The group made camp in a wooded clearing up the hill from the docks. The night was a trifle raw, so they gathered some fallen branches for a fire. Though the port was busy with the war's come and go, there was none of the blare and tumult or the teeming push and pull that Lila experienced at the wharves on Tenedos. The crew had unrolled their blankets and were settling down for the night amid grunts and grumbles when Lila detected a foul odor invading the clearing. At first, she paid scant attention to it, but the smell grew more sour and acrid until Lila began to wonder if she might be the only one who was bothered by it and, indeed, if this unpleasant stench were merely the product of her overwrought imagination.
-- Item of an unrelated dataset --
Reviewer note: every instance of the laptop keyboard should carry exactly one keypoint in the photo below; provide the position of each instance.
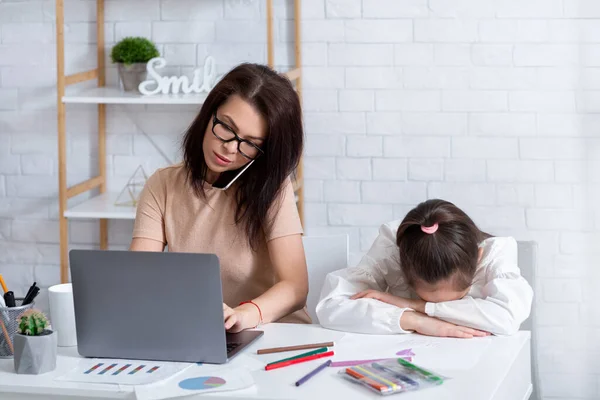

If the pungent, rotting smell were coming from the brush outside the perimeter of the clearing, it must be emanating from the torn flesh of a decomposing animal or else from a bog whose marshy runnels were giving out a stagnant, misty vapor.
A turn of the sandglass later, there came a rustling in the brush followed by the parting of the surrounding screen of leafy fronds. The tumid smell became intense. Then, suddenly, to the flare of a jangling lantern, a human figure, which appeared to be the source of the offensive odor, emerged from the undergrowth .
"Philoctetes," one of the company uttered. "I reckoned from the putrid smell it was you. Ain't they got you patched up yet?"
"You stink as bad as the day they brung you here," another voice spoke up. "Can't they do nothin' for you what with all them new-fangled wonder-herbs what's lately been peddled in the fortune tellin' shops of every which town and seaport?"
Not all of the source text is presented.